New Statesman article on Ireland and FF

An article in the latest New Statesman outlines the economic and fiscal policies of Fianna Fáil that has us where we are today.

Failed by Fianna – New Statesman

[…] The cuts announced in December aim to reduce state spending by €4bn this year, but the overall plan is to slash it by €15bn within four years. As total expenditure by the Dublin exchequer was just under €60bn last year, this means that the Irish state is set to shrink by a full quarter in less than half a decade.

At least two generations look destined to pay a painful price for the follies of the golden circles whose scams, swindles and con jobs have lumbered Ireland with zombie banks that make RBS and HBOS look relatively vibrant. Anglo Irish alone may swallow over €30bn of public cash, equivalent to the total revenues collected by the Irish exchequer in the whole of last year.

more below…

[…] Dublin’s fragile coalition government seems far more spooked by the danger of international investors downgrading their country’s credit rating (which would make the cost of borrowing substantially higher) and the spectre of the IMF seizing the financial reins. Dublin is determined to distinguish Ireland from Greece, whose continued profligacy threatens to destabilise the entire eurozone.

[Additional Reading: Greece calls in IMF to help sort out massive debt]

The NS piece is a decent potrait of recent events, albeit one written for an audience not heavily informed on current affairs in Ireland. (Though I’ve never heard an Irish politician being referred to as “Iron Brian”).

The description of Boom-time Ireland as “a land of spivs and speculators and a manufacturing outpost for American multinationals” is concise and accurate. As is the comment “Ireland’s economic miracle was always somewhat hallucinatory, because these US firms… used it as an Atlantic tax haven and route to the EU marketplace”.

One also has to agree “most welfare recipients probably won’t be any worse off [following the Decemeber budget], as the slight fall in their benefits will be offset by the steep fall in prices that Ireland is now experiencing”. Though I would note ‘most’ is a numeric term in this context. AK comments on this topic below

Unfortunately, the New Statesman writer has missed (or ignored) the recent u-turn on elements of the ‘progressive’ pay cuts proposed for the public sector, which would add some context to that paragraph. Overall though, worth the read, and a damning verdict on the Irish Government of the last decade from an influential overseas magazine.

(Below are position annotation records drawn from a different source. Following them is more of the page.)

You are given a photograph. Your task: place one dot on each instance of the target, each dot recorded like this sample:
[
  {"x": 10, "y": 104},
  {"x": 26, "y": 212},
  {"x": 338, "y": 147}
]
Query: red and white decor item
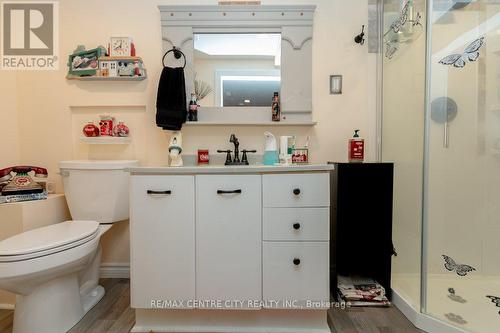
[
  {"x": 121, "y": 130},
  {"x": 90, "y": 129},
  {"x": 106, "y": 125},
  {"x": 203, "y": 156}
]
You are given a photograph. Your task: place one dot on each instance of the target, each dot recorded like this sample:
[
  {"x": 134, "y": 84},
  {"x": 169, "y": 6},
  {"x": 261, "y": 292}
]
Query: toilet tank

Guido‘s comment on the piece is, as some would expect, a slanted simplification of the situation (can’t Ireland and the UK both be in economic meltdown concurrently?) which misses the point entirely to get a cheap dig in at the British Government. Suppose, can hardly blame him, they haven’t exactly covered themselves in glory over there either.

One thought on “New Statesman article on Ireland and FF”

  1. I know I will probably be in the minority, but I personally believe that cutting welfare rates across the board, rather than tackling the inefficiencies in the system was a huge mistake.

    I thing we can all agree that most of the S.W vote will be spent on basic everyday things, same as any other sector, and yes I know that some people may know someone who may choose to spend their SW payments on alternative pursuits, but by and large a great percentage of this 21bn euro will be spent wisely.

    If there are some people abusing the system then it is the job of government to have enough checks and balances in place to catch and severely punish those people.

    Cutting the allowance of compliant beneficiaries, without fixing the problem is an amateur response to a serious problem.

    For a lot of SW recipients, the reduction of 6% in 9 Months, will mean the difference between having life assurance, and not having it, and/or having house contents insurance, or not.

    It will also mean buying cheaper non Irish food, in non Irish supermarkets, in order to make up the difference.
    What will, spending the bulk of 21bn euro, on non irish goods, in foreign multi national supermarkets do for Irish jobs, or for the national coffers.?

    There is also data to show that people who have a lower income threshold, whether they in employment or not, do not benefit as much from selective reductioins in supermarkets, ( which is what they are ) as those who can afford to purchase the top brands.